Of endles depth, orewhelmde with ragged stone,
With oughly mouth and griesly jawes doth gape,
And to our sight confounds itself in one.
Here entred we, and yeding forth, anone
An horrible lothly lake we might discerne,
As black as pitche, that cleped' is Averne.

A deadly gulfe where nought but rubbish growes,
With fowle blake swelth in thickened lumpes that lyes,
Which upp in th' ayre such stinking vapour throwes,
That over there may flye no fowle, but dyes
Choakt with the pest'lent savours that aryse.
Hither we come, whence forth we still did pace,

In dreadfull feare amid the dreadfull place.

Our author appears to have felt and to have conceived with true taste, that very romantic part of Virgil's Eneid, which he has here happily copied and heightened. The imaginary beings which sate within the porch of hell, are all his own. I must not omit a single figure of this dreadful group, nor one compartment of the portraitures which are feigned to be sculptured or painted on the SHIELD OF WAR, indented with gashes deepe and wide.
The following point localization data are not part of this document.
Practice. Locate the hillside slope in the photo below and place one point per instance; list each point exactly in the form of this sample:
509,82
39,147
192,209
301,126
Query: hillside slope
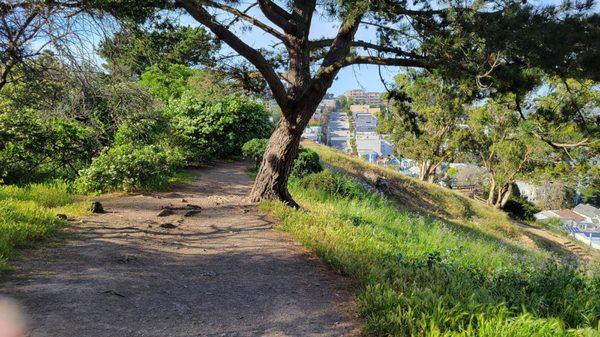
431,262
429,199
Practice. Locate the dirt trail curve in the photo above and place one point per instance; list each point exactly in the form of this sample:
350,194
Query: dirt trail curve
220,272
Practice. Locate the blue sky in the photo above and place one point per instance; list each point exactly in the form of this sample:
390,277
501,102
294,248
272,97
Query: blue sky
363,76
358,76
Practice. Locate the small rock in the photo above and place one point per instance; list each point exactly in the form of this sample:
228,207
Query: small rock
97,207
193,206
191,213
165,212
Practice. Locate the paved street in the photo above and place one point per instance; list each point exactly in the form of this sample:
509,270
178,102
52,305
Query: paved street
338,132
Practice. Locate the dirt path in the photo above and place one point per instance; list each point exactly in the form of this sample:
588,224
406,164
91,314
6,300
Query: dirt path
220,272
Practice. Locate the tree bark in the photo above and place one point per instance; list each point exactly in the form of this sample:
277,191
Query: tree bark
271,181
492,193
503,196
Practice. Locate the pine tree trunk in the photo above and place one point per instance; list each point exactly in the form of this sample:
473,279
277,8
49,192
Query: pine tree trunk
272,178
425,173
505,196
492,193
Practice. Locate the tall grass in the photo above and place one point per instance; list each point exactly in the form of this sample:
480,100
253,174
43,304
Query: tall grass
29,214
426,277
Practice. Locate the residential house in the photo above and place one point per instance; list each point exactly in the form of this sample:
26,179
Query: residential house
362,96
589,212
313,133
354,108
365,122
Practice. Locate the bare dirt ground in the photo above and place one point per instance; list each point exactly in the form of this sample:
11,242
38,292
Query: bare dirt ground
222,271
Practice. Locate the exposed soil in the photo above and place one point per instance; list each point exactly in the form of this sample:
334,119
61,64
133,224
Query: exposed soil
218,270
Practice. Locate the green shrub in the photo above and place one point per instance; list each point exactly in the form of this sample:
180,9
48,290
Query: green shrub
423,277
130,167
520,208
35,149
167,82
254,149
333,184
306,163
209,129
147,130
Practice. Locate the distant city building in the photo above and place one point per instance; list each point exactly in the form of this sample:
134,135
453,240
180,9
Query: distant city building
313,133
368,143
365,122
329,103
359,108
364,97
589,212
582,222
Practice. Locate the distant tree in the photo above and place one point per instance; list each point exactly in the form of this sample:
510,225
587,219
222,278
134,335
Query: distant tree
490,41
590,193
554,195
340,103
424,121
504,146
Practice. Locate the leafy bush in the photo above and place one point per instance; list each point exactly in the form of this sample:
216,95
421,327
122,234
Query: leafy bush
520,208
167,82
306,163
333,184
209,129
32,149
255,149
130,167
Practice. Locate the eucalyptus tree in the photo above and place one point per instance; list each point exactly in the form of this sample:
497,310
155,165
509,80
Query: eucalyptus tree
504,146
424,122
489,41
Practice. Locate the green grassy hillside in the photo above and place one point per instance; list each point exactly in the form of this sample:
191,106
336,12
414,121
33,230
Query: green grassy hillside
430,200
440,265
28,215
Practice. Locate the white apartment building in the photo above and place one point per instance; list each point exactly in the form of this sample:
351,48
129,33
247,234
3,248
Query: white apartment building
363,96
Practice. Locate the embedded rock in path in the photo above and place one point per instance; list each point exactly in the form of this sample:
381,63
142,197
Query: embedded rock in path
165,212
97,207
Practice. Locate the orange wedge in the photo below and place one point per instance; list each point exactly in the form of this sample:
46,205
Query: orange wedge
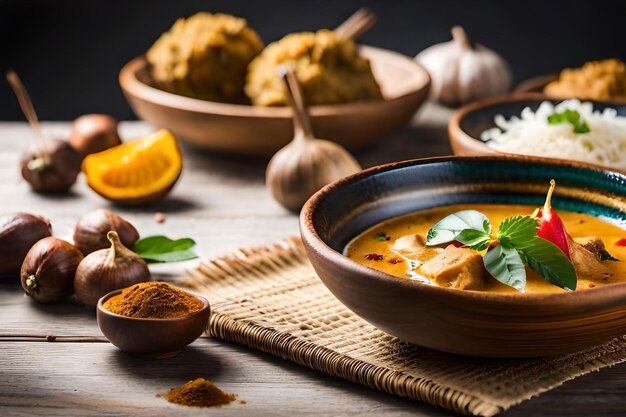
135,172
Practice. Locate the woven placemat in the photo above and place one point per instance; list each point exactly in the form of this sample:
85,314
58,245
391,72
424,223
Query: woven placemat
270,299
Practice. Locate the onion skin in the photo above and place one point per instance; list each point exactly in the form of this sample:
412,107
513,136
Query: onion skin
91,231
106,270
52,171
48,270
18,233
92,133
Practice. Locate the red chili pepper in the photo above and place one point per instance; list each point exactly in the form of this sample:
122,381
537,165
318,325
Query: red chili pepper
551,227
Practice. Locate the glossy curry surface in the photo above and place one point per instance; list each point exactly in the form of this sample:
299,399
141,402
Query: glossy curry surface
375,247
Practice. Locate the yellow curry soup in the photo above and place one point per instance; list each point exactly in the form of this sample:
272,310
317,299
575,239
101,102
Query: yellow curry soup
382,247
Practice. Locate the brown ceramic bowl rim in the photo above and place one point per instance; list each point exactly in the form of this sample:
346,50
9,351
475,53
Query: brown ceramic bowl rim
600,295
456,133
418,81
104,298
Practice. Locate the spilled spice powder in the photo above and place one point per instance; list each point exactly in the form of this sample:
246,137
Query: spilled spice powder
155,300
199,392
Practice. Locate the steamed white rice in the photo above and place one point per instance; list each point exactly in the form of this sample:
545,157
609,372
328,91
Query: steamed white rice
531,134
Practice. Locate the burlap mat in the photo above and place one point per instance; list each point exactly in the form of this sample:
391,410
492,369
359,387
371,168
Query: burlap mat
269,298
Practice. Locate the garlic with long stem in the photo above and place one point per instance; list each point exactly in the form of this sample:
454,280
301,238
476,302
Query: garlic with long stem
51,167
462,71
306,164
109,269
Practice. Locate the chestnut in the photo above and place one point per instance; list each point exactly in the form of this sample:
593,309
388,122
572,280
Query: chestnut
18,233
52,169
91,231
48,270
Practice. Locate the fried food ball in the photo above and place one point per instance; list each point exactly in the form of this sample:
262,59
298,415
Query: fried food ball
596,80
205,56
329,69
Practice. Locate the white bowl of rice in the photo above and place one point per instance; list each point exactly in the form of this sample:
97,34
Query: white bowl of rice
531,124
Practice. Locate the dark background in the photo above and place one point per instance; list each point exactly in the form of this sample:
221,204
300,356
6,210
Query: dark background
68,52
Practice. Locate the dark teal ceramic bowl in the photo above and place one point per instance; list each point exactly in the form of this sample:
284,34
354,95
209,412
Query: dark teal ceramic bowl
465,322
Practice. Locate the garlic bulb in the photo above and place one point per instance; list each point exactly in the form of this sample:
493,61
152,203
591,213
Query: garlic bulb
462,71
306,164
109,269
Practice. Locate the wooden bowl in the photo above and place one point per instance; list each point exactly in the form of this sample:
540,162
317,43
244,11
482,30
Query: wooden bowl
471,120
465,322
261,131
157,338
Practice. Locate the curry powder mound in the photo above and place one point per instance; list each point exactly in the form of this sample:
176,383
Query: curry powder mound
156,300
198,393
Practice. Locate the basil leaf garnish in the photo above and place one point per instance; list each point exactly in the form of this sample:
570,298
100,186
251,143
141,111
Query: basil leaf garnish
505,265
517,230
448,228
518,245
474,239
546,259
572,117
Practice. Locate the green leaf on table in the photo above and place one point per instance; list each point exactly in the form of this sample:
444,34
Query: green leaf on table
164,249
572,117
506,265
546,259
448,228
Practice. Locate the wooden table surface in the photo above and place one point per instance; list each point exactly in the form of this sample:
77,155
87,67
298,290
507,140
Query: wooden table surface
222,203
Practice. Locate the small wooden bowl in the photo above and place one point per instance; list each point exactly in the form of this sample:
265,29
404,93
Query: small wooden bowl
261,131
470,323
158,338
471,120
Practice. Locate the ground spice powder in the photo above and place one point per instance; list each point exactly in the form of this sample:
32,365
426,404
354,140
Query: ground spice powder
156,300
198,393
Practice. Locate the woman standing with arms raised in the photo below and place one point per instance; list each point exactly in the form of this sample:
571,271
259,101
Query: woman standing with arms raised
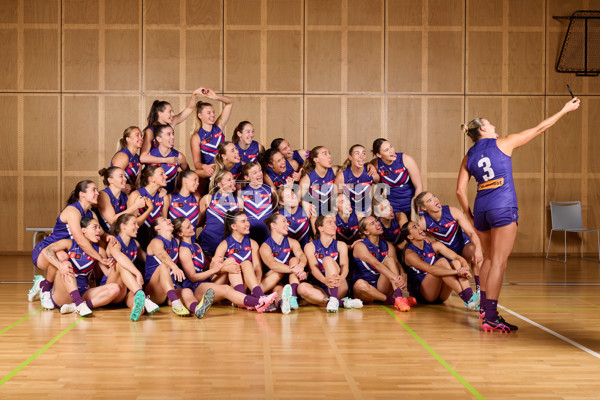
208,132
495,212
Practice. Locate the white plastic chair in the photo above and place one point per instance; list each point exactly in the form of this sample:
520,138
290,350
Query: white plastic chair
566,217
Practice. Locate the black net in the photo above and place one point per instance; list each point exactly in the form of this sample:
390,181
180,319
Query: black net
580,51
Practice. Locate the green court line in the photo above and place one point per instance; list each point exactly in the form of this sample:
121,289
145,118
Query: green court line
19,321
37,353
435,355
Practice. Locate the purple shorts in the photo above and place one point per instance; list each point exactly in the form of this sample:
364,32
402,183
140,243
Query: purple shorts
495,218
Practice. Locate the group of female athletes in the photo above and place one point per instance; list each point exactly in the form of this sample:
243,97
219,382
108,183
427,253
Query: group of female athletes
277,224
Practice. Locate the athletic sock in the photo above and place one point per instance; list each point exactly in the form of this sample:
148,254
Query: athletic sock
482,299
76,297
240,288
491,310
250,301
333,292
46,286
257,291
172,295
466,294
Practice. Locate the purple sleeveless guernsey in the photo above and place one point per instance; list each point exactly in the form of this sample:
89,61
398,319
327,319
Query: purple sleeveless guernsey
157,201
199,264
170,169
358,190
492,169
119,205
281,252
397,178
258,206
132,171
414,275
214,230
446,230
152,262
298,225
347,232
321,252
209,143
184,207
280,179
82,264
392,232
239,251
321,190
366,271
250,154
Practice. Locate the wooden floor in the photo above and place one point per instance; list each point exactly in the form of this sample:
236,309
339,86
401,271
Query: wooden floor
434,352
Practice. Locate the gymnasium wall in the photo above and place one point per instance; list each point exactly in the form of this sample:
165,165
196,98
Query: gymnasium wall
76,73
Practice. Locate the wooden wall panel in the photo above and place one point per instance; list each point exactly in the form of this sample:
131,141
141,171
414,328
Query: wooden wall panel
81,11
203,59
161,59
284,61
122,11
365,61
41,205
484,13
8,212
42,133
365,13
120,112
323,61
8,152
365,123
285,12
405,125
9,12
564,141
8,63
526,113
404,64
80,130
445,62
526,62
41,59
81,59
323,12
484,62
323,124
161,12
122,55
444,140
242,61
284,119
204,12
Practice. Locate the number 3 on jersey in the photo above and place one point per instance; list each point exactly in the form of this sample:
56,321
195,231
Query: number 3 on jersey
486,164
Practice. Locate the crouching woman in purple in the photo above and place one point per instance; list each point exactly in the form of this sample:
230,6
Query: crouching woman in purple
203,277
431,278
238,253
125,251
72,292
163,252
328,261
495,212
378,275
283,256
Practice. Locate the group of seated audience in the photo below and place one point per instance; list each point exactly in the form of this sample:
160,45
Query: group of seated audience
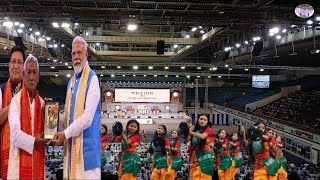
54,165
291,107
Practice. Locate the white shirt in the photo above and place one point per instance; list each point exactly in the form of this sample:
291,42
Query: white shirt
85,120
18,138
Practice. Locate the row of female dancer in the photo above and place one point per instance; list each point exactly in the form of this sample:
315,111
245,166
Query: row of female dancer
265,148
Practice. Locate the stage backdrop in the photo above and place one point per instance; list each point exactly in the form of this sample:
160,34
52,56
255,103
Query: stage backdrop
142,95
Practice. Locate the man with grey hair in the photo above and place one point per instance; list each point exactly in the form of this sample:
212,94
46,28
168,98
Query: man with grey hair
81,136
26,156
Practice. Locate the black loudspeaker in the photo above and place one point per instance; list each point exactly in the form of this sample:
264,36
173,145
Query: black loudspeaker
18,41
160,47
222,56
52,52
257,48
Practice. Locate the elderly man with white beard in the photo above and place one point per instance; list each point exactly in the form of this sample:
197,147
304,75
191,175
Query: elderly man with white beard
81,135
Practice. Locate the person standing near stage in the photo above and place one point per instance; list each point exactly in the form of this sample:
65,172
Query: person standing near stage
160,158
264,167
81,137
129,159
104,142
26,157
7,91
174,157
237,158
222,154
282,171
201,158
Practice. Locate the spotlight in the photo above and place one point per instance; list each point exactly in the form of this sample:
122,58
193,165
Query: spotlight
309,22
65,25
7,23
55,24
132,27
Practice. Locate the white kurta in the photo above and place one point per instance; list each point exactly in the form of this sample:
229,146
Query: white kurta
18,138
85,121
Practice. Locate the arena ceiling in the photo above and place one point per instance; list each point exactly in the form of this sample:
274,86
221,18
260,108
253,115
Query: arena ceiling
210,24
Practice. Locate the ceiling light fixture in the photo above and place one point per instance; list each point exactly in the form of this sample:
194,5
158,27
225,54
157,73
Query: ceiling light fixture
132,27
7,23
65,25
309,22
55,25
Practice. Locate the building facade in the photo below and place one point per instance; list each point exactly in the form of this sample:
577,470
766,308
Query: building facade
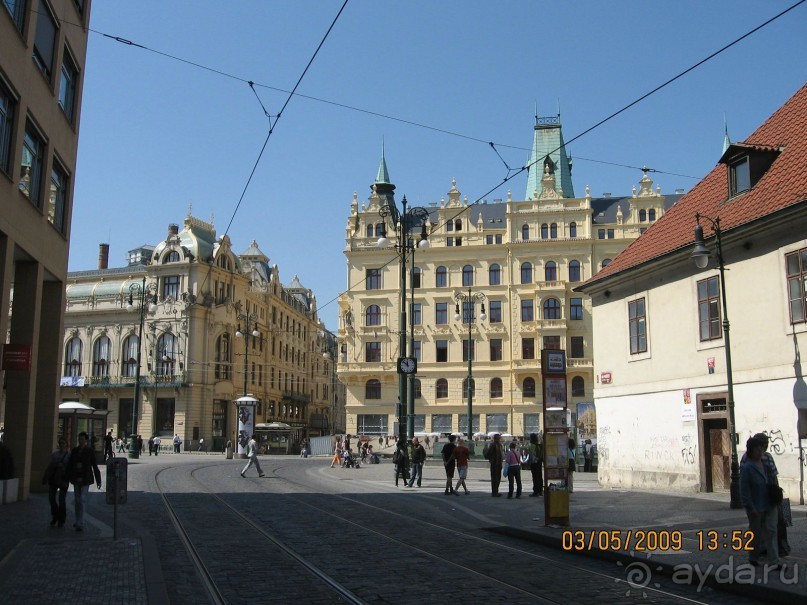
664,412
524,256
43,46
216,326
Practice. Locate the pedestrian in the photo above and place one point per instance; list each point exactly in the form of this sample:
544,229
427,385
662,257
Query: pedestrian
252,457
450,463
462,454
513,460
773,478
56,479
536,465
81,470
762,513
572,464
494,454
588,455
400,458
418,458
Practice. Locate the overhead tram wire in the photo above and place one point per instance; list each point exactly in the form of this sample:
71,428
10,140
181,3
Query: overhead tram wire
509,177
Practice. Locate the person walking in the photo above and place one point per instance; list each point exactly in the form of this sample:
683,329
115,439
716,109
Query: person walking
536,465
81,470
762,513
56,479
252,457
513,460
494,454
450,463
462,454
418,458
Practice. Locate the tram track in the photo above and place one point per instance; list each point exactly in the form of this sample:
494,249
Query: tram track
413,540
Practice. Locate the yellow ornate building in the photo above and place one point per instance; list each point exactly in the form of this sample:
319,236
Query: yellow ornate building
523,256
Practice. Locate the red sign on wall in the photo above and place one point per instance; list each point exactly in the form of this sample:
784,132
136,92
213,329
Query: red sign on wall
17,357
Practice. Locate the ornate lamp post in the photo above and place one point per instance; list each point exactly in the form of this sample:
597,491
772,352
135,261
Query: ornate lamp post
468,302
403,222
700,254
140,291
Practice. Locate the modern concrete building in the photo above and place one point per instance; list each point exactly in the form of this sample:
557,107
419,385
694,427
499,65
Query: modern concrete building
215,326
664,328
524,256
43,45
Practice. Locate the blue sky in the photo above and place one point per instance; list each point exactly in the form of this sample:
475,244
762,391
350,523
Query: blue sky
158,133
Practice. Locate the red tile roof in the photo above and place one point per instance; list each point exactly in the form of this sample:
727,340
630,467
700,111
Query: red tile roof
783,185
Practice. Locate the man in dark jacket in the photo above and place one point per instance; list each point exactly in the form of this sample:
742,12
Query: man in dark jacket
82,469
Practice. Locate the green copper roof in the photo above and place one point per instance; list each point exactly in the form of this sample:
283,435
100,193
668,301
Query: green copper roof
548,141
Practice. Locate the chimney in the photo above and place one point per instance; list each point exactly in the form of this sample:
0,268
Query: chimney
103,256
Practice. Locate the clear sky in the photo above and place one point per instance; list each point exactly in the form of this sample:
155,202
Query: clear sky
158,133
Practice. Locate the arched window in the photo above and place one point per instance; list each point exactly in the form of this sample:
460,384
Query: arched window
494,275
467,275
223,369
495,388
167,353
100,356
72,357
372,316
552,308
372,389
574,270
129,356
551,271
526,273
465,387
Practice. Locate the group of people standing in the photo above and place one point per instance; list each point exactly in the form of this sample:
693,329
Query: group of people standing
77,466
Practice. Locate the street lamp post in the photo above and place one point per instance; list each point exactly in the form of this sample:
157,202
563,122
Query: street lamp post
140,291
700,254
468,302
403,222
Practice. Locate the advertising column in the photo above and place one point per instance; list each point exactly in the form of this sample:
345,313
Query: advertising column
557,419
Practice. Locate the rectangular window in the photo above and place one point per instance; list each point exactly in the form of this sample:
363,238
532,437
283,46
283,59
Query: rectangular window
33,153
7,106
372,351
58,197
527,310
495,311
796,264
577,351
67,86
576,308
441,350
495,349
637,325
527,348
44,41
709,309
17,10
373,279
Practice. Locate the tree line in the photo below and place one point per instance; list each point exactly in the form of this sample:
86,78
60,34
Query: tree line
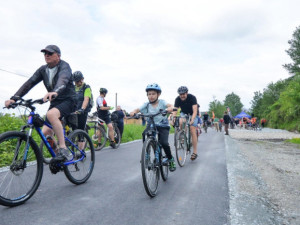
279,102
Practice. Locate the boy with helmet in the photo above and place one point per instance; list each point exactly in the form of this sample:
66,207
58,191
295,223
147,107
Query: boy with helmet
188,104
154,106
103,114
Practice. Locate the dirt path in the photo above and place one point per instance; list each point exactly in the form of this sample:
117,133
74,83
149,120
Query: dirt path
264,177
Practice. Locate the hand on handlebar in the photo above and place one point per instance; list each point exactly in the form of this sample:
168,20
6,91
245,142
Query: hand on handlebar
80,111
8,103
50,96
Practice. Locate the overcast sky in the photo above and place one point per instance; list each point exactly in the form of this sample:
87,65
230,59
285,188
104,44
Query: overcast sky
212,47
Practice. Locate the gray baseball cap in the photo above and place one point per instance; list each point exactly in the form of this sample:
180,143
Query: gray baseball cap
52,49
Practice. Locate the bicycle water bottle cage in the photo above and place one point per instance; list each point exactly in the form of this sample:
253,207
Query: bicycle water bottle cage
37,120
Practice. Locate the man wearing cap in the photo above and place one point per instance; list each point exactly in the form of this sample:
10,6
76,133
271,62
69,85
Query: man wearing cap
57,78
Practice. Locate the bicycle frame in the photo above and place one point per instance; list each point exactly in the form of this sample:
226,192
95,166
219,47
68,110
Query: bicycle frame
186,126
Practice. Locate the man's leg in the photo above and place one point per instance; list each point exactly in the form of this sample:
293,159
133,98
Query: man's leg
194,138
53,116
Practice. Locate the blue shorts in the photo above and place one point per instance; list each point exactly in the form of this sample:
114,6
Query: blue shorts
195,124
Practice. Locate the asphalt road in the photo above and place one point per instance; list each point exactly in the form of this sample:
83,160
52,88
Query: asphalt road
194,194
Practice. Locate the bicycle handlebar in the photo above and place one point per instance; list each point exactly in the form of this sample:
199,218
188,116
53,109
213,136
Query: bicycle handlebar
27,103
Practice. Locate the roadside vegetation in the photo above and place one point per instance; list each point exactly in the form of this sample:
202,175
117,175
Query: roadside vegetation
279,102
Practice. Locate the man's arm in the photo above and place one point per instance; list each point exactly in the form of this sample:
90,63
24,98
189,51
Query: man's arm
195,109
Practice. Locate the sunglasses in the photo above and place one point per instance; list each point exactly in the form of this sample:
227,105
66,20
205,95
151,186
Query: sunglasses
48,53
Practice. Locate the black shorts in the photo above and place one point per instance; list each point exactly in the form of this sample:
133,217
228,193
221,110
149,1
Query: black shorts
106,119
65,107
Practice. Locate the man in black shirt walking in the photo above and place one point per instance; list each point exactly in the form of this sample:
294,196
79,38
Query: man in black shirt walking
188,104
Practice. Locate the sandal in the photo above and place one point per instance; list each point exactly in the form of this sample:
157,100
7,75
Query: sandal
194,156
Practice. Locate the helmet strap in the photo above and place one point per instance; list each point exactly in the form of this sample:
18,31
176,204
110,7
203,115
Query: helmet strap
153,102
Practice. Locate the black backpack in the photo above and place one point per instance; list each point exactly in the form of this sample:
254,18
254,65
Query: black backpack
91,101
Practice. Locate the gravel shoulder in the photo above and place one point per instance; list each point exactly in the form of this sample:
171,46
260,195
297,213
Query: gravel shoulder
264,177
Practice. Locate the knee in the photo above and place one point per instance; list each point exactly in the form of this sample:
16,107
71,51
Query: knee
53,114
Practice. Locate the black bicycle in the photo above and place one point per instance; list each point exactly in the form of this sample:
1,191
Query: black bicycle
182,139
153,160
67,122
100,132
21,163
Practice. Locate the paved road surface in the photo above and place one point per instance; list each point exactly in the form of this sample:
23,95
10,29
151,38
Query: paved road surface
194,194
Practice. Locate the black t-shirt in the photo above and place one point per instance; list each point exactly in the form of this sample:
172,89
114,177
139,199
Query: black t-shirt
205,117
186,105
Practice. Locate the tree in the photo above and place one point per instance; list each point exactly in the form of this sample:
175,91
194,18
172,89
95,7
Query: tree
294,53
233,101
256,106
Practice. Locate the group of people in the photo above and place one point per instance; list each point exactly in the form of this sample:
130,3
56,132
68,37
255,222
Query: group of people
218,122
187,104
65,97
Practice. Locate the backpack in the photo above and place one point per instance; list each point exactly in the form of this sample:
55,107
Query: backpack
91,101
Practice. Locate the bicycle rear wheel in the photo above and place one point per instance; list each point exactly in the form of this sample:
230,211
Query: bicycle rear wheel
181,148
83,160
19,179
164,170
150,172
96,131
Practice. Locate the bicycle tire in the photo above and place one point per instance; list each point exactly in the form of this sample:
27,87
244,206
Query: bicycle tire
181,148
164,169
117,137
98,130
150,172
79,172
19,182
188,140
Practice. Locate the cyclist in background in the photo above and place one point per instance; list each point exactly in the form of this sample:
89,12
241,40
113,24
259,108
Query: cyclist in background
205,118
188,104
103,113
121,115
57,78
83,101
162,124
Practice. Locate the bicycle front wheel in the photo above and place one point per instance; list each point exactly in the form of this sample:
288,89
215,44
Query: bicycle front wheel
21,168
81,167
150,170
181,148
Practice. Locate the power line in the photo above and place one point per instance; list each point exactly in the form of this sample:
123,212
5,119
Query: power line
21,75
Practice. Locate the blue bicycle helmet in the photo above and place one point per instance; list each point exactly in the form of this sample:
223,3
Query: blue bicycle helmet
153,87
182,90
77,76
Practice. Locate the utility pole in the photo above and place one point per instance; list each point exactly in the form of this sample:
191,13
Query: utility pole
116,101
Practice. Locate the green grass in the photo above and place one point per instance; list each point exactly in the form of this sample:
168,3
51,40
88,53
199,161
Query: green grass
294,140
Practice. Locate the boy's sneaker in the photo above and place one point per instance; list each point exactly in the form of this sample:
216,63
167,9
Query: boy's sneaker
172,165
113,144
62,155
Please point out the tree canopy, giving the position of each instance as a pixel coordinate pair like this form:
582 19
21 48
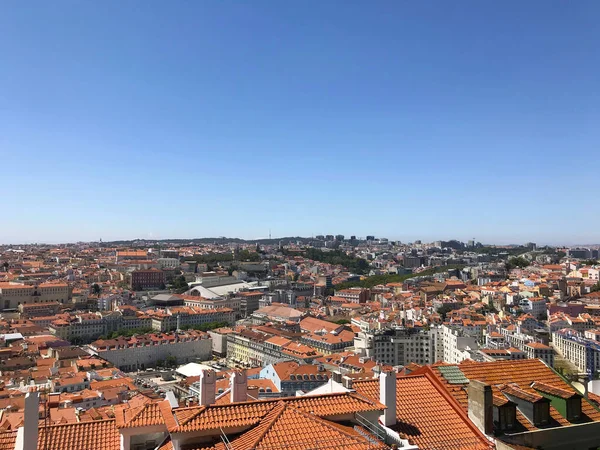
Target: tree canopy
375 280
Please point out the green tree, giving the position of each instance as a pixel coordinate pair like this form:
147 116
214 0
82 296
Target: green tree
170 361
515 262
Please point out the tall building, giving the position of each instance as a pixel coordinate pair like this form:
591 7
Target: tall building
14 294
401 346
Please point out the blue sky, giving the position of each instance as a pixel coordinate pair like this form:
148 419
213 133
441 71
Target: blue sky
412 120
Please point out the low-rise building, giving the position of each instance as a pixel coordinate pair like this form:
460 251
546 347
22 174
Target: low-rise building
583 353
400 346
140 352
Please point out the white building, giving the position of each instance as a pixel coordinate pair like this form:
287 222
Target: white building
168 263
583 353
140 352
457 345
14 294
401 346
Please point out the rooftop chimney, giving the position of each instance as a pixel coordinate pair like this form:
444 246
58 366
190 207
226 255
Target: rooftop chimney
347 382
207 387
387 396
481 406
28 433
239 387
337 376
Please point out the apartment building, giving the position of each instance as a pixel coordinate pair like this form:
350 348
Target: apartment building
147 279
182 317
583 353
14 294
457 345
540 351
250 348
354 295
290 377
30 310
168 263
232 302
140 352
400 346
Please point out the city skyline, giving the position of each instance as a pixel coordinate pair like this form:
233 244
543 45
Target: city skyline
221 118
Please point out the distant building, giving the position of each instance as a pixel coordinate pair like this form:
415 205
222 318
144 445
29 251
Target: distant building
147 279
14 294
411 262
168 263
140 352
400 346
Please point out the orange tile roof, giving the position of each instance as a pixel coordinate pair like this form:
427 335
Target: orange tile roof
521 373
139 412
422 405
7 440
102 434
287 427
243 414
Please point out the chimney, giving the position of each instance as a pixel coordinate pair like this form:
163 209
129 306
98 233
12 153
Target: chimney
207 387
28 434
347 382
387 396
239 387
337 376
481 406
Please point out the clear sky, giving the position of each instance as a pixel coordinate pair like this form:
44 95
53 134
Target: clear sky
406 119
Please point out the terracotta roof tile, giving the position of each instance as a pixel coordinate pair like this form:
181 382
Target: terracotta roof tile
102 434
521 373
421 406
287 427
244 414
7 440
And, first, within the porch and jaws of hell
Sat deep REMORSE OF CONSCIENCE, all besprent
With tears; and to herself oft would she tell
Her wretchedness, and, cursing, never stent
To sob and sigh, but ever thus lament
With thoughtful care; as she that, all in vain,
Would wear and waste continually in pain:

Her eyes unstedfast, rolling here and there,
Whirl'd on each place, as place that vengeance brought,
So was her mind continually in fear,

Tost and tormented with the tedious thought
Of those detested crimes which she had wrought;
With dreadful cheer, and looks thrown to the sky,
Wishing for death, and yet she could not die.

Next, saw we DREAD, all trembling how he shook,
With foot uncertain, profer'd here and there;
Benumb'd with speech; and, with a gastly look,
Search'd every place, all pale and dead for fear,
His cap born up with staring of his hair;
'Stoin'd and amazed at his own shade for dread,
And fearing greater dangers than was need.